Purity can be a dangerous thing in politics. The world is full of impurities. Compromises are often needed to make policies work. Voters also rarely reward politicians for having a consistent ideology. Sometimes they see such people as fanatics.
Yet without a set of stubborn beliefs, governments and political parties can become directionless. They can lack a sense of purpose and a compelling story. The common centrist argument that grownup government is pragmatic ignores the fact that the most influential British governments since the second world war, Clement Attlee’s and Margaret Thatcher’s, changed society to fit their worldviews more than vice versa.
Liz Truss, one of the keenest remaining Thatcher fans in Britain, wants her government to be similarly transformative, or “disruptive”. “The status quo is not an option,” she told last week’s Tory conference. “We are the only party with a clear plan to … build a new Britain.”
That plan is currently in deep trouble, thanks to its widely perceived sketchiness and extremism, Truss and her cabinet’s shortage of political nous and communications skills, and her lack of a mandate from either the electorate or her members of parliament. But there is another, less examined reason why she is struggling.
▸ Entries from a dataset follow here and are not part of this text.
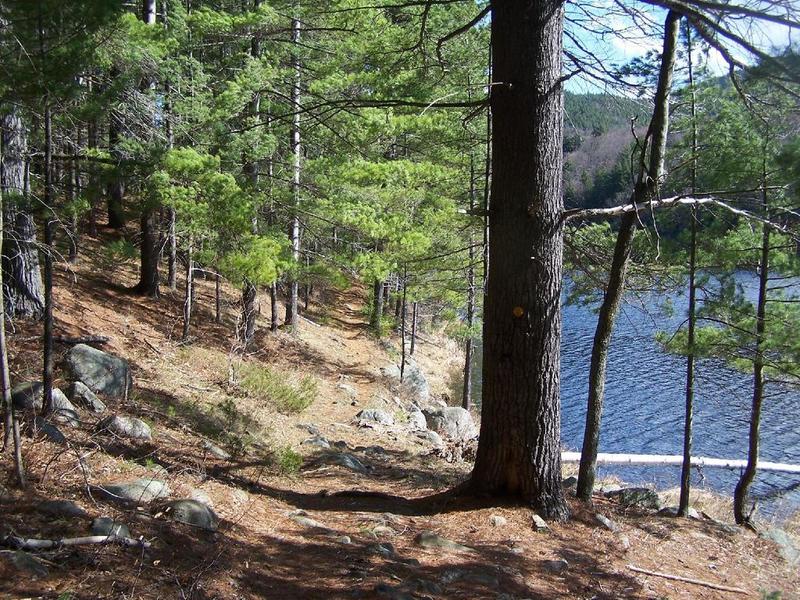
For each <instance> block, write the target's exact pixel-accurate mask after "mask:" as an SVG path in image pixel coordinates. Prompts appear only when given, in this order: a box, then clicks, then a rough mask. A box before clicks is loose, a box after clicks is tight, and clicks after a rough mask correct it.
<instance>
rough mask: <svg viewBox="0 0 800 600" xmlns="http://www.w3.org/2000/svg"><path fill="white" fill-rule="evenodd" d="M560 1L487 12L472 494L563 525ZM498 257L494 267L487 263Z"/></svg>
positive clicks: (507, 3)
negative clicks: (481, 221) (491, 158)
mask: <svg viewBox="0 0 800 600" xmlns="http://www.w3.org/2000/svg"><path fill="white" fill-rule="evenodd" d="M563 18H564V4H563V2H561V1H560V0H508V1H506V2H498V3H495V4H493V5H492V24H491V27H492V32H493V35H492V57H493V61H492V62H493V65H492V79H493V85H492V86H491V92H490V103H491V108H492V115H493V119H494V123H493V132H494V135H493V140H492V192H491V194H492V205H491V218H490V219H489V227H490V230H491V231H490V244H491V250H490V255H491V256H492V257H493V260H492V263H491V265H490V271H489V280H488V293H487V296H486V306H485V309H484V336H483V337H484V357H483V377H484V380H483V381H484V383H483V401H482V417H481V435H480V438H479V442H478V450H477V456H476V460H475V467H474V469H473V472H472V477H471V480H470V488H471V491H472V492H473V493H478V494H484V493H485V494H490V495H493V496H512V497H516V498H519V499H521V500H522V501H524V502H526V503H528V504H529V505H530V506H531V507H533V508H534V509H535V510H537V511H538V512H539V513H540V515H541V516H542V517H544V518H546V519H557V520H563V519H565V518H566V517H567V516H568V513H569V511H568V508H567V505H566V502H565V500H564V494H563V491H562V488H561V448H560V435H559V428H560V421H561V409H560V402H559V395H560V381H559V371H560V341H561V310H560V298H561V279H562V249H563V221H562V218H561V215H562V212H563V199H562V165H563V156H562V151H561V147H562V139H563V94H562V79H561V77H562V72H561V66H562V65H561V56H562V35H563ZM494 257H496V259H495V258H494Z"/></svg>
Her government has taken office when the philosophy that has re-energised and reshaped conservatism worldwide since the early 70s – a philosophy to which the Truss government seems as devoted as any in British history – finally appears to be declining.
Neoliberalism, the belief that free markets, low taxes and a state with little or no interest in equality will produce the best economic and social outcomes, has fallen out of fashion even among the business elite and their chroniclers.